Why, in 20-80 range, the number of I-frames depend on b-frame number and b-adapt? Why, for b-adapt=2 the behaviour is so QUALITATIVELY different varying bf (slightly increasing for bf=1 VS decreasing for bf=10)? Why for bf=0 the behaviour is so different?
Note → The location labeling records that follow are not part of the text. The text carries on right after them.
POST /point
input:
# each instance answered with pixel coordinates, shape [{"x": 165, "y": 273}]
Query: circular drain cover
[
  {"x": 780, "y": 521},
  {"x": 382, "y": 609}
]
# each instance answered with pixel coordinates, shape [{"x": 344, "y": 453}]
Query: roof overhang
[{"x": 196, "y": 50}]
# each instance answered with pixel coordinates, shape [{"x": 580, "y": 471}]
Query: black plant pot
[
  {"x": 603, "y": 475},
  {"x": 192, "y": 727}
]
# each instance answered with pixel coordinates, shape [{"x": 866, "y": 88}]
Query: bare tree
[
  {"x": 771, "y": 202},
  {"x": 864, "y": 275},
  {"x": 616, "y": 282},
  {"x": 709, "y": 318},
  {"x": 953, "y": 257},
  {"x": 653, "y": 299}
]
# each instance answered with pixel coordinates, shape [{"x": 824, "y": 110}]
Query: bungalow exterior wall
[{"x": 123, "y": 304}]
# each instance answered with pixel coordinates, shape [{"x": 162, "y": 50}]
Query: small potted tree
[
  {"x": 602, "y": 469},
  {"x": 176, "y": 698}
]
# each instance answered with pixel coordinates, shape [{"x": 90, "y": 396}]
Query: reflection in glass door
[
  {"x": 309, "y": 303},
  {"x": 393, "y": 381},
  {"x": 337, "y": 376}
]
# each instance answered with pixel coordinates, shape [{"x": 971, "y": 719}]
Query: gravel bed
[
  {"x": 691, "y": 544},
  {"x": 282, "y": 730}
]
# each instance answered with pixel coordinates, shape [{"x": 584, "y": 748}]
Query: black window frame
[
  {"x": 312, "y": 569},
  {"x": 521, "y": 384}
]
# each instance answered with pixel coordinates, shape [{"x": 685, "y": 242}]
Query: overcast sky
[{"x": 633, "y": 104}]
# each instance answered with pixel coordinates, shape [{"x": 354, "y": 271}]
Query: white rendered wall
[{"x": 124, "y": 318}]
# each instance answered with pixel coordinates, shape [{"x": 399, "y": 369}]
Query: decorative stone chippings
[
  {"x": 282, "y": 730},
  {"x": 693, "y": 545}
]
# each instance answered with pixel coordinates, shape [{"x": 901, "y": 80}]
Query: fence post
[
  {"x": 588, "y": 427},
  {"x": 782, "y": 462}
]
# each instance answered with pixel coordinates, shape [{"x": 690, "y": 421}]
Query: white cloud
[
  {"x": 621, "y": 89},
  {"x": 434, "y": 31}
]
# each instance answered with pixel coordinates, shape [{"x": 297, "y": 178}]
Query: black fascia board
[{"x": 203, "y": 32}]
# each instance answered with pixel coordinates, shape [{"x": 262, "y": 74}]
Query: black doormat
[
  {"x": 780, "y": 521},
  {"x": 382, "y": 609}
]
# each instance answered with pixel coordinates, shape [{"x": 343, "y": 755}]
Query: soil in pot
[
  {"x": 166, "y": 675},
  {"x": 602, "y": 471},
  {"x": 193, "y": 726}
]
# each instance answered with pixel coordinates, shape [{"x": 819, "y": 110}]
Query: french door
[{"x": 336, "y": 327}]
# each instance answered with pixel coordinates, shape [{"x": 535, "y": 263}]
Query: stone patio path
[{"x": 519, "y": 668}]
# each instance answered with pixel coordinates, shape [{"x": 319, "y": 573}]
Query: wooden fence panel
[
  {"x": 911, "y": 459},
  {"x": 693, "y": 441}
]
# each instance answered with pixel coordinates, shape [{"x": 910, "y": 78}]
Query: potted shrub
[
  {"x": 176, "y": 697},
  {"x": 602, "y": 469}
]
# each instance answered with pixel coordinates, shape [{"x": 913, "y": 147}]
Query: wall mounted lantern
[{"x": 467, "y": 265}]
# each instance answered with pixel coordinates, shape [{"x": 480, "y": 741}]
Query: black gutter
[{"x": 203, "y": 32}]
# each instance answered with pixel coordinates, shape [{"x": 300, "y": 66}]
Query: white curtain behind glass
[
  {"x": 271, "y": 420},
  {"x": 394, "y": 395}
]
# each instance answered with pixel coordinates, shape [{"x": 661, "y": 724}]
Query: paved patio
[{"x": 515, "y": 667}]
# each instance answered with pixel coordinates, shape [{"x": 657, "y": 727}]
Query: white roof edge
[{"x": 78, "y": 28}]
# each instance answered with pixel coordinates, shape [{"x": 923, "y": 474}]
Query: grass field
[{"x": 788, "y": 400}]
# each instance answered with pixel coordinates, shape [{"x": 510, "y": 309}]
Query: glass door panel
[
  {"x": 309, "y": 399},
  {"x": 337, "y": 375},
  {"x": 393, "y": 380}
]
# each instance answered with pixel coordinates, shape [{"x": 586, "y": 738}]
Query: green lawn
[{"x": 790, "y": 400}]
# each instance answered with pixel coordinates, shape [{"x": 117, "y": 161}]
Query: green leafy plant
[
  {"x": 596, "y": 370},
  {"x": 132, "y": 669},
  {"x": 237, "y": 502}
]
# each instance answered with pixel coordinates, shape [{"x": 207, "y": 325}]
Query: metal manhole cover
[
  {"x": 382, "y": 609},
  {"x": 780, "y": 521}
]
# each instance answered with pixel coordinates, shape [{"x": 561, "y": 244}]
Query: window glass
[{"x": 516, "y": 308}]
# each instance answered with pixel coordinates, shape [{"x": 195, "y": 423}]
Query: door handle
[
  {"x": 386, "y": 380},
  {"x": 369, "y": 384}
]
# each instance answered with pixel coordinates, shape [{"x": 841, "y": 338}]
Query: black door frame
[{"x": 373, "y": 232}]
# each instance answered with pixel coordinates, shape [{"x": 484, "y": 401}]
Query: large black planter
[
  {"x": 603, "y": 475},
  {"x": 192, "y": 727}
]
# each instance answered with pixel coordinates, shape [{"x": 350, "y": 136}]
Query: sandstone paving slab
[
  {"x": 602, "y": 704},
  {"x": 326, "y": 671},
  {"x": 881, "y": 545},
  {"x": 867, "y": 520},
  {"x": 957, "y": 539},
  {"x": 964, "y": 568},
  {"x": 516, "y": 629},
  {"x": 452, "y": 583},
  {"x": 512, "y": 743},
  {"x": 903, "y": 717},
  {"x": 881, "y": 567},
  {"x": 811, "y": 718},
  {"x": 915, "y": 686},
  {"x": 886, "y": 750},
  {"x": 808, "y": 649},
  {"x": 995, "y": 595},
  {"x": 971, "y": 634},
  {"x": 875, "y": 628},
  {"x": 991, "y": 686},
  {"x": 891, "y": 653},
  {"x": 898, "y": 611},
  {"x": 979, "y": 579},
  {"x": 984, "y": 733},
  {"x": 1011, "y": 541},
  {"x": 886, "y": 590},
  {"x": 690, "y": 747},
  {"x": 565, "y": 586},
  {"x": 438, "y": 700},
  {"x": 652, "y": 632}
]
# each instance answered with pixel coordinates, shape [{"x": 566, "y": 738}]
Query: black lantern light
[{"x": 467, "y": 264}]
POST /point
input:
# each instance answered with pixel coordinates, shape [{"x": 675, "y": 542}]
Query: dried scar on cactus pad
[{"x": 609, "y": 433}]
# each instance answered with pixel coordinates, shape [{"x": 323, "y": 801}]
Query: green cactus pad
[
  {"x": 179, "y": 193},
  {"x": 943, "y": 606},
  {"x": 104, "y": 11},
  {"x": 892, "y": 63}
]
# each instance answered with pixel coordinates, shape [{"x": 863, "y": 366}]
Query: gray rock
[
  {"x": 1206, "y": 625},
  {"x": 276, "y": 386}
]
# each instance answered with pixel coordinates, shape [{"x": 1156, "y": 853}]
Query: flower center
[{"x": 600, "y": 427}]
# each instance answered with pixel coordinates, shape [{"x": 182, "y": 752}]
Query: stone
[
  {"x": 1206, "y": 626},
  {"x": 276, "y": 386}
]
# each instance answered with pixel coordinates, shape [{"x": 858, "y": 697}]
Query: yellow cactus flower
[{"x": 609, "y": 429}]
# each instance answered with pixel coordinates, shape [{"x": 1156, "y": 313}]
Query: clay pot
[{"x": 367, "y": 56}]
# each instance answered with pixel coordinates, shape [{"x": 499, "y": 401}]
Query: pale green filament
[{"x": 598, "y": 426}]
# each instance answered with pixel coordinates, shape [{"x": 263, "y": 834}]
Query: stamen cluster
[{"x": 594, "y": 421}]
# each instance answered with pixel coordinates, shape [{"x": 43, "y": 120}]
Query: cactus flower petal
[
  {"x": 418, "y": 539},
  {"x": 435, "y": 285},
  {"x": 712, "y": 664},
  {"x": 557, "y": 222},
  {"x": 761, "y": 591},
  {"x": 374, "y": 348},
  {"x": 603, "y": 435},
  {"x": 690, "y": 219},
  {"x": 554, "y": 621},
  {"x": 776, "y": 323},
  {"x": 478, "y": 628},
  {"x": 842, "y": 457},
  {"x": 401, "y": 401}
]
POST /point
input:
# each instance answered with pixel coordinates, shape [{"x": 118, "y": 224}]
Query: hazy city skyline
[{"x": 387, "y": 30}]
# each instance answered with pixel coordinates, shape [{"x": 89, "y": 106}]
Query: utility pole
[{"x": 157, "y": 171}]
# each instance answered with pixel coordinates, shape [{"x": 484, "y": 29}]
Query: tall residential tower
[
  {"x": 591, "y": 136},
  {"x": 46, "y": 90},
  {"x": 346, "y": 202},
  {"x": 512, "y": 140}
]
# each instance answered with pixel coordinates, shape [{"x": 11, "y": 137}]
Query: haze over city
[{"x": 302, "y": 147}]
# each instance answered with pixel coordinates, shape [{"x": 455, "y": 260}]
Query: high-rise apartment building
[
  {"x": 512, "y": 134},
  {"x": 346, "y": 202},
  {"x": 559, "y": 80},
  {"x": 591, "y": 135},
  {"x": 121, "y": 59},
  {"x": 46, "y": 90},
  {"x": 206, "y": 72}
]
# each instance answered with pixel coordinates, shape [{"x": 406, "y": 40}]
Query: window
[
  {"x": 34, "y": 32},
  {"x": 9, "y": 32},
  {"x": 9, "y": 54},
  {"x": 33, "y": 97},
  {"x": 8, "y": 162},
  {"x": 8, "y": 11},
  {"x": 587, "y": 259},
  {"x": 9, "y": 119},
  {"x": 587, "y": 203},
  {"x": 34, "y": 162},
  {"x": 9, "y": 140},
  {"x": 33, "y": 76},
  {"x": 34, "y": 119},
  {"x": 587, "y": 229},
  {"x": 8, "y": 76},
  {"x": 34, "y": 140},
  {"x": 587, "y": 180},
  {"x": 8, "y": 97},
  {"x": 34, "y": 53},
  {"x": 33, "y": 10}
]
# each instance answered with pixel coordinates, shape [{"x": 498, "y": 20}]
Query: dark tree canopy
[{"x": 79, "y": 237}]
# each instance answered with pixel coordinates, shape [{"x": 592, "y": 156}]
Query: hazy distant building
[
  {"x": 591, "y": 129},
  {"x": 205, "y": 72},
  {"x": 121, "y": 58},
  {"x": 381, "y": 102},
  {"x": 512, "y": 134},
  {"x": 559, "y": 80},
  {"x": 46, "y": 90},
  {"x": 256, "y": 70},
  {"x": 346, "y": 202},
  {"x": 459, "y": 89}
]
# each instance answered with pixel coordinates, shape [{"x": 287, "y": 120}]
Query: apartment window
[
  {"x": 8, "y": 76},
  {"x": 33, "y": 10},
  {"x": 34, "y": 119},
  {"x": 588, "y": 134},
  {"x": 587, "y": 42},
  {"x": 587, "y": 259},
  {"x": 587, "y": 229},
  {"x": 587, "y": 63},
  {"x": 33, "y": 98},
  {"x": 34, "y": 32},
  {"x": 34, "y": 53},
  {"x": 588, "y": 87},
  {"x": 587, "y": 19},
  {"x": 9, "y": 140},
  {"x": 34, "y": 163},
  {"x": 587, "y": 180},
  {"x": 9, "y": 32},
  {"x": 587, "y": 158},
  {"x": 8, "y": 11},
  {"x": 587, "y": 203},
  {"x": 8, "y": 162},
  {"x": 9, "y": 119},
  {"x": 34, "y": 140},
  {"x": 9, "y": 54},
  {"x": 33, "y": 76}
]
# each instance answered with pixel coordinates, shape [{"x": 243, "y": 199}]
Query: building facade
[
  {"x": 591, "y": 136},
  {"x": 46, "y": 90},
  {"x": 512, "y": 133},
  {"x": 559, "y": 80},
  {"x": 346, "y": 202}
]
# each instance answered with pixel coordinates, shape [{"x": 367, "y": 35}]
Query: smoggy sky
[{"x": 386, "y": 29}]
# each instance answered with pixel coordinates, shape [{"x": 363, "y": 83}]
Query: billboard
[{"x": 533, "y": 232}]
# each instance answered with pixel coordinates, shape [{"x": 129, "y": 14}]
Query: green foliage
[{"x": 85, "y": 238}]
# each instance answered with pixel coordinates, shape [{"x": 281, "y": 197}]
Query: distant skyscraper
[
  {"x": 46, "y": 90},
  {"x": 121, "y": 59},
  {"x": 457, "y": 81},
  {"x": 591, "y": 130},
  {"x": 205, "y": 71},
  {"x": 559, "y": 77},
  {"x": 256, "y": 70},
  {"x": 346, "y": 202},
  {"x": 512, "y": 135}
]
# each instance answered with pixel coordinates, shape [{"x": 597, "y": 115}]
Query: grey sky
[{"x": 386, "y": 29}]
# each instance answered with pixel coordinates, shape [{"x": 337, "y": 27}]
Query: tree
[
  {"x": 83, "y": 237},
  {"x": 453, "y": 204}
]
I started to investigate the scenecut parameter to mitigate the banding effect in anime. I use "veryslow" preset together with anime tuning, so for me bf=10 and b-adapt=2 is "standard" (gray line in third graph)
The mechanism is this:
Scenecut missed --> I frame coded as P frame instead --> Higher QP frame --> Banding --> Banding is inherited by next frames

I found a partial workaround with b-adapt=1 : results seems better and also I can somewhat safely tune scenecut. However I would like to get the same curve as bf=0, but with bf=10.

MasterNobody
11th July 2024, 00:38
I do not think it is the flash protection. How it is assumed to be related to b-frame number and b-adapt?
Did you look at the code in my link? There you can immediately see that with b-adapt 2 and with a large number of B-frames, flash protection becomes more aggressive, since it can look further ahead.